One of the people I spoke with mentioned codependency and suggested I look into it. I did and realized that both D and I were codependent. I started reading books on the subject and learned that all the reasons I could not be excited for him was because I had merged my identity so closely with theirs that I thought if they were gender fluid then I had to be as well. Another person pointed out that all the changes I said D had 'forced' me to make were changes that I had accepted for myself. They said I was the only person who could decide what changes to make in myself. A third person mentioned that in order for culture to accept them, and for it to be normalized, there had to be people who were brave enough to live their life despite all the criticism. I began to realize that the person I wanted to become was the same person D had been asking me to be for years. I also realized that D was right in saying that we were getting in each other's way. Our dynamic was so toxic that neither of us could stop or get out of it while trying to live with the other person. 

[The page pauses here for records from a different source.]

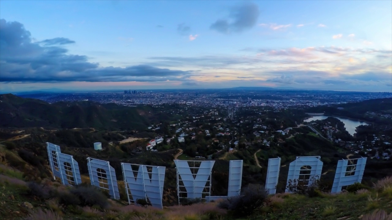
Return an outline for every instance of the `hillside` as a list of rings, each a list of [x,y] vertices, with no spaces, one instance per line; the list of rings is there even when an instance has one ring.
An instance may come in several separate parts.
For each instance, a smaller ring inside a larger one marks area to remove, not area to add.
[[[318,106],[306,111],[308,112],[325,112],[327,115],[346,117],[379,124],[392,124],[392,119],[390,118],[377,115],[392,114],[392,98],[375,99],[331,106]]]
[[[87,101],[49,104],[11,94],[0,95],[0,127],[3,127],[142,130],[162,117],[148,106]]]
[[[85,180],[83,182],[87,183]],[[27,182],[17,170],[0,165],[0,213],[10,220],[392,219],[392,177],[380,180],[372,188],[360,184],[338,195],[316,190],[311,194],[264,195],[260,197],[262,204],[251,214],[242,215],[238,211],[248,208],[254,202],[237,205],[228,211],[222,207],[222,200],[159,209],[108,199],[87,185],[66,187],[47,179],[40,183]]]

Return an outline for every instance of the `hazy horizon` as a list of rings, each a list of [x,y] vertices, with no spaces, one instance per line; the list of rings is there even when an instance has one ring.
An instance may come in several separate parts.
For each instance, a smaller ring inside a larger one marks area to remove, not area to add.
[[[392,92],[392,2],[6,1],[0,94]]]

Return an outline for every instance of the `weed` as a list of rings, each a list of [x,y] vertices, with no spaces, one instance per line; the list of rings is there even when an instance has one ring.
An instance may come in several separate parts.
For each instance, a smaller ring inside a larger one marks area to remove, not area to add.
[[[30,215],[25,219],[25,220],[42,220],[43,219],[62,220],[63,218],[51,211],[44,210],[40,208],[31,211]]]
[[[379,202],[381,200],[381,198],[378,198],[378,193],[376,194],[376,197],[373,198],[371,195],[369,195],[368,197],[368,200],[369,202],[368,203],[367,210],[372,210],[378,208],[379,207],[380,204]]]
[[[373,187],[379,191],[385,188],[392,187],[392,176],[386,177],[381,180],[379,180],[375,183],[373,184]]]
[[[358,189],[355,192],[355,193],[356,194],[359,195],[361,194],[367,194],[369,193],[370,193],[370,191],[366,189]]]
[[[324,208],[323,211],[323,215],[324,216],[328,216],[331,215],[335,213],[336,211],[336,207],[334,206],[327,206]]]
[[[279,207],[281,206],[285,200],[277,195],[274,195],[267,199],[267,204],[271,207]]]
[[[309,197],[323,197],[319,190],[319,180],[318,176],[310,177],[309,181],[289,180],[286,189],[292,193],[307,196]]]
[[[62,212],[59,206],[58,202],[56,199],[51,199],[46,201],[46,205],[50,210],[55,213],[61,215]]]
[[[103,213],[89,206],[85,206],[82,208],[82,209],[83,210],[83,214],[82,215],[85,217],[89,218],[100,217],[103,215]]]
[[[263,187],[249,184],[241,190],[241,195],[221,202],[218,207],[230,210],[234,216],[247,216],[263,207],[267,198],[267,192]]]
[[[370,214],[364,215],[361,220],[391,220],[392,213],[388,213],[383,210],[376,209]]]

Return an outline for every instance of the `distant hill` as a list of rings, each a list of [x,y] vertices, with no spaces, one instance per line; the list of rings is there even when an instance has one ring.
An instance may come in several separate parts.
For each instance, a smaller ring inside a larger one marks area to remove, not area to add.
[[[367,114],[368,112],[392,114],[392,98],[375,99],[359,102],[321,106],[305,110],[308,112],[325,112],[327,115],[341,116],[380,124],[390,124],[390,119]]]
[[[49,104],[5,94],[0,95],[0,127],[143,129],[158,119],[165,118],[154,110],[149,106],[88,101]]]

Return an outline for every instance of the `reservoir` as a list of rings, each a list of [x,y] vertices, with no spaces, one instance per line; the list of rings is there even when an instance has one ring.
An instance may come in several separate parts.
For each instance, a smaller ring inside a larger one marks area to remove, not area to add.
[[[303,120],[303,121],[309,122],[312,121],[315,121],[316,120],[323,120],[326,119],[328,117],[333,117],[334,118],[337,118],[340,120],[340,121],[343,123],[344,123],[344,126],[346,128],[346,130],[348,132],[348,133],[352,135],[354,135],[354,134],[356,133],[355,129],[357,127],[359,126],[359,125],[367,125],[369,124],[368,124],[366,122],[360,121],[357,120],[347,118],[342,118],[339,117],[334,116],[326,116],[325,115],[317,115],[313,116],[312,117]]]

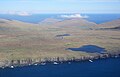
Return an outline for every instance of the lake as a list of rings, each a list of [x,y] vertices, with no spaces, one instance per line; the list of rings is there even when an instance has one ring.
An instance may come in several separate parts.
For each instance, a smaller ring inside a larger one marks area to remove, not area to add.
[[[120,58],[5,68],[0,77],[120,77]]]

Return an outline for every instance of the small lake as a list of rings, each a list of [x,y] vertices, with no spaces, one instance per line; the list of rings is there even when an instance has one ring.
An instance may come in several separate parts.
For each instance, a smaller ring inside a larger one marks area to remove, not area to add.
[[[120,77],[120,58],[6,68],[0,77]]]

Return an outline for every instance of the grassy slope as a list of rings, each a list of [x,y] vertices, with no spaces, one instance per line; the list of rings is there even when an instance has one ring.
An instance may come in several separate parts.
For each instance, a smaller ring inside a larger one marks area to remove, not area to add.
[[[97,45],[106,48],[109,53],[118,53],[120,50],[120,31],[95,30],[95,23],[86,20],[66,20],[46,26],[20,21],[0,21],[0,61],[44,57],[79,58],[92,55],[66,50],[82,45]],[[70,26],[73,24],[76,26]],[[81,26],[87,28],[82,29]],[[66,33],[71,36],[63,39],[55,37]]]

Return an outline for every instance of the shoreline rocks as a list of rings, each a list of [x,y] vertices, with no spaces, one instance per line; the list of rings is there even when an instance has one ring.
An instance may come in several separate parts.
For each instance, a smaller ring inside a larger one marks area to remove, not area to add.
[[[19,66],[29,66],[29,65],[42,65],[46,63],[51,62],[72,62],[72,61],[86,61],[86,60],[94,60],[94,59],[101,59],[101,58],[110,58],[110,57],[120,57],[120,54],[99,54],[95,56],[80,56],[78,58],[76,57],[54,57],[54,58],[37,58],[37,59],[24,59],[24,60],[5,60],[0,61],[0,68],[6,68],[6,67],[19,67]]]

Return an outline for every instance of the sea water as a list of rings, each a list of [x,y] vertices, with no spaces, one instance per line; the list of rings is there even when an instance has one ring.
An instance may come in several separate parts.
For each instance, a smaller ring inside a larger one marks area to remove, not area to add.
[[[5,68],[0,77],[120,77],[120,58]]]

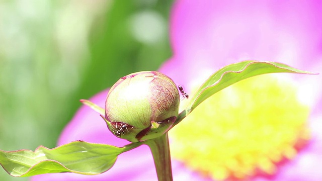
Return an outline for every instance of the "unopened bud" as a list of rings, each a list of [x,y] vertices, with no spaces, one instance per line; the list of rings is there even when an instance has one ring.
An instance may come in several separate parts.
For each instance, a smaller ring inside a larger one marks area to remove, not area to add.
[[[116,136],[142,141],[171,128],[180,101],[176,84],[166,75],[154,71],[134,73],[121,78],[110,89],[105,118]]]

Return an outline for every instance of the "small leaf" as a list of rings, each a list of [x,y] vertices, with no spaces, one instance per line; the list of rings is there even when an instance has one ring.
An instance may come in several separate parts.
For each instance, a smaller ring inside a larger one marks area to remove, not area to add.
[[[34,152],[0,150],[0,164],[14,176],[63,172],[94,175],[106,171],[119,154],[140,145],[130,144],[119,148],[77,141],[53,149],[40,146]]]
[[[180,122],[202,102],[219,90],[255,75],[278,72],[314,74],[276,62],[250,60],[228,65],[211,75],[198,88],[194,96],[191,97],[188,106],[180,113],[175,124]]]
[[[84,105],[86,105],[90,108],[91,108],[92,110],[95,111],[96,112],[104,115],[105,114],[105,111],[103,108],[101,108],[99,106],[96,105],[95,103],[92,103],[91,101],[87,100],[79,100],[82,103],[83,103]]]

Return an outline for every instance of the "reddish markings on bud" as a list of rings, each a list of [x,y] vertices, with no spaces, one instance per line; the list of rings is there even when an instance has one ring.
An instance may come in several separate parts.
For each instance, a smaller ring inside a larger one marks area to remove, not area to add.
[[[183,96],[184,98],[188,99],[189,98],[189,95],[188,95],[188,94],[185,92],[185,91],[183,90],[183,88],[182,88],[181,85],[178,85],[178,87],[179,88],[179,90],[180,90],[180,92],[181,93],[181,94],[182,95],[182,96]]]
[[[117,137],[140,141],[170,129],[172,123],[164,121],[177,118],[180,100],[177,85],[167,75],[155,71],[134,73],[121,77],[110,89],[105,118]],[[152,126],[153,122],[163,124]]]

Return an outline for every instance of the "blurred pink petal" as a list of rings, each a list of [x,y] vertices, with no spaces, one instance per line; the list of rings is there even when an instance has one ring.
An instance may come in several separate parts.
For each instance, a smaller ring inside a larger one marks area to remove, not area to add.
[[[160,71],[191,87],[229,63],[245,59],[280,61],[310,71],[322,69],[322,5],[318,1],[179,1],[172,11],[173,57]],[[321,75],[296,76],[311,100],[311,143],[271,178],[256,180],[320,180],[322,162]],[[200,82],[199,82],[200,83]],[[92,101],[104,107],[107,91]],[[83,140],[122,146],[128,142],[109,132],[98,114],[83,106],[65,128],[58,145]],[[175,180],[206,180],[173,160]],[[148,148],[120,155],[115,166],[99,175],[73,173],[38,175],[33,180],[156,180]]]

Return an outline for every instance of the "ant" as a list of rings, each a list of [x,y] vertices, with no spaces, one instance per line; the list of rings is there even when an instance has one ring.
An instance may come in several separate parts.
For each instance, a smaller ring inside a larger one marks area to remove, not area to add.
[[[119,127],[117,127],[117,124],[120,123],[121,125]],[[114,135],[118,137],[120,137],[122,134],[124,134],[125,131],[129,131],[129,130],[131,130],[132,128],[134,127],[134,126],[132,126],[131,128],[129,129],[127,128],[129,125],[125,123],[115,123],[115,128],[117,129],[116,130],[113,130],[113,132],[114,133]]]
[[[189,98],[189,95],[188,95],[185,91],[183,90],[183,88],[181,86],[181,85],[178,85],[178,87],[179,88],[179,90],[181,92],[181,94],[182,94],[182,96],[183,96],[184,98]]]

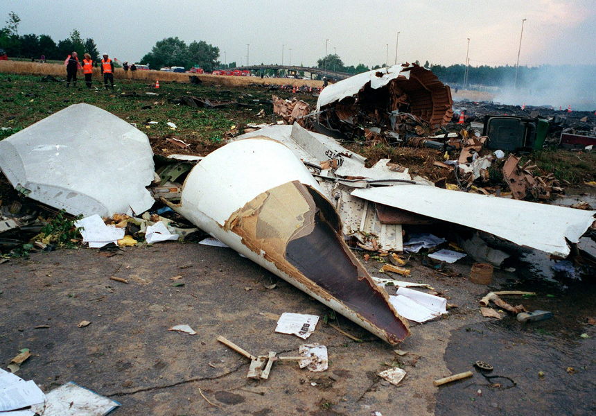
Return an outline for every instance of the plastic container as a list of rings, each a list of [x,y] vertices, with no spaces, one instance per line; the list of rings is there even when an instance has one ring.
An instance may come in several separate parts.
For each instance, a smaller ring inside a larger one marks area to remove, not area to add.
[[[470,272],[470,281],[478,284],[489,284],[493,281],[493,266],[487,263],[476,263]]]

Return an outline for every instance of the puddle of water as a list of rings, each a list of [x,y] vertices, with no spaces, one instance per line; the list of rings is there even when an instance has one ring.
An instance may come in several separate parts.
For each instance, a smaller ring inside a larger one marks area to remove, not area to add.
[[[453,374],[471,370],[480,360],[494,366],[491,375],[511,377],[517,385],[491,387],[474,370],[473,379],[440,389],[436,415],[596,414],[596,327],[586,319],[596,318],[596,285],[593,279],[573,279],[552,270],[561,262],[538,254],[527,256],[530,264],[520,263],[515,281],[503,289],[536,295],[503,300],[529,311],[550,311],[554,318],[523,324],[507,316],[462,328],[452,334],[445,354]],[[511,385],[505,379],[493,382]]]

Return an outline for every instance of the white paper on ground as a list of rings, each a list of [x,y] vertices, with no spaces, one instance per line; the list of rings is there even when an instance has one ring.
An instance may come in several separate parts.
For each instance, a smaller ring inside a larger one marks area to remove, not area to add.
[[[175,327],[172,327],[168,331],[178,331],[179,332],[186,332],[189,335],[197,335],[197,333],[195,332],[195,330],[191,328],[190,325],[176,325]]]
[[[397,385],[405,376],[406,372],[397,367],[389,368],[385,371],[380,372],[378,375],[382,379],[385,379],[394,385]]]
[[[305,367],[313,372],[325,371],[328,367],[329,358],[327,355],[327,347],[324,345],[306,344],[300,345],[299,354],[304,357],[313,357],[314,360],[302,360],[300,361],[300,368]]]
[[[41,416],[103,416],[120,404],[69,381],[46,395],[46,402],[31,407]]]
[[[148,244],[153,244],[159,241],[167,241],[168,240],[177,240],[178,234],[173,234],[166,228],[164,223],[159,221],[153,225],[150,225],[145,231],[145,239]]]
[[[303,315],[284,312],[277,321],[276,332],[290,333],[306,340],[310,336],[317,327],[319,317],[316,315]]]
[[[432,286],[426,284],[426,283],[412,283],[412,281],[403,281],[403,280],[394,280],[393,279],[382,279],[381,277],[373,277],[373,280],[375,281],[379,286],[393,285],[398,288],[411,288],[411,287],[423,287],[431,291],[435,290]]]
[[[406,319],[423,322],[447,313],[447,300],[413,289],[399,288],[389,302]]]
[[[211,245],[212,247],[223,247],[229,248],[229,245],[213,237],[207,237],[204,240],[201,240],[200,242],[199,242],[199,244],[201,245]]]
[[[21,409],[43,403],[46,395],[33,380],[20,380],[0,390],[0,411]]]
[[[75,226],[82,228],[79,230],[82,241],[89,243],[91,248],[103,247],[109,243],[117,243],[119,240],[124,238],[123,228],[106,225],[96,214],[76,221]]]
[[[408,253],[417,253],[421,248],[432,248],[445,243],[447,240],[431,234],[412,234],[410,241],[404,243],[403,251]]]
[[[31,410],[12,410],[12,412],[0,412],[2,416],[35,416],[35,412]]]
[[[446,263],[455,263],[459,259],[463,259],[466,257],[466,253],[459,253],[451,250],[442,249],[437,252],[428,254],[431,259],[435,259],[439,261],[446,261]]]

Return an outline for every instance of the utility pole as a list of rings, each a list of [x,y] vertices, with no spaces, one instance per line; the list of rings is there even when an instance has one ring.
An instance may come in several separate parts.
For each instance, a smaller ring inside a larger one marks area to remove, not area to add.
[[[385,44],[387,45],[387,55],[385,57],[385,67],[387,68],[389,67],[389,44]]]
[[[335,71],[335,62],[338,62],[338,50],[333,46],[333,72]]]
[[[519,67],[520,67],[520,53],[521,52],[521,39],[522,39],[522,37],[523,36],[523,24],[526,20],[527,20],[527,19],[522,19],[522,32],[520,34],[520,48],[519,48],[519,49],[518,49],[518,62],[516,64],[516,82],[515,82],[516,88],[518,87],[518,69],[519,69]]]
[[[468,80],[468,62],[469,62],[469,61],[468,61],[468,54],[469,53],[469,52],[470,52],[470,38],[468,37],[468,50],[466,51],[466,62],[465,62],[466,71],[464,73],[464,88],[463,89],[466,88],[466,83]]]
[[[327,70],[327,44],[329,43],[329,40],[325,41],[325,63],[323,65],[323,69]]]

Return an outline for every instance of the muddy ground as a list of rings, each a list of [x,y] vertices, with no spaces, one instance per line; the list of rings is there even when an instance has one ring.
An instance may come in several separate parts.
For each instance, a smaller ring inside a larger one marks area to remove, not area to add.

I am confident now that we can salvage our marriage and have a dynamic that makes us both happy. I my vision for the future is that I can support and be proud of my partner for the strength and courage they have to walk this road, and that I am able to have an identity, hobbies, and friends of my own as well. we can be two people living together, not two people living the same life. Unfortunately, D has not had the same breakthrough, or learned about codependency. All they think at the moment is that I am trying to luer them back and lock the door behind them. I am trying to respect their autonomy, and find ways prove my sincerity to them. While D is working through their thoughts and emotions though, I need to do everything in my power to become the person I need to be. If I am able to salvage something in this relationship, I need to not mess it up again. 
I am looking for support, and doing lots of google searches to find ways to put all this into practice before I find myself sliding back into my old comfort zones. For now, the only other thing I can do is wait and hope.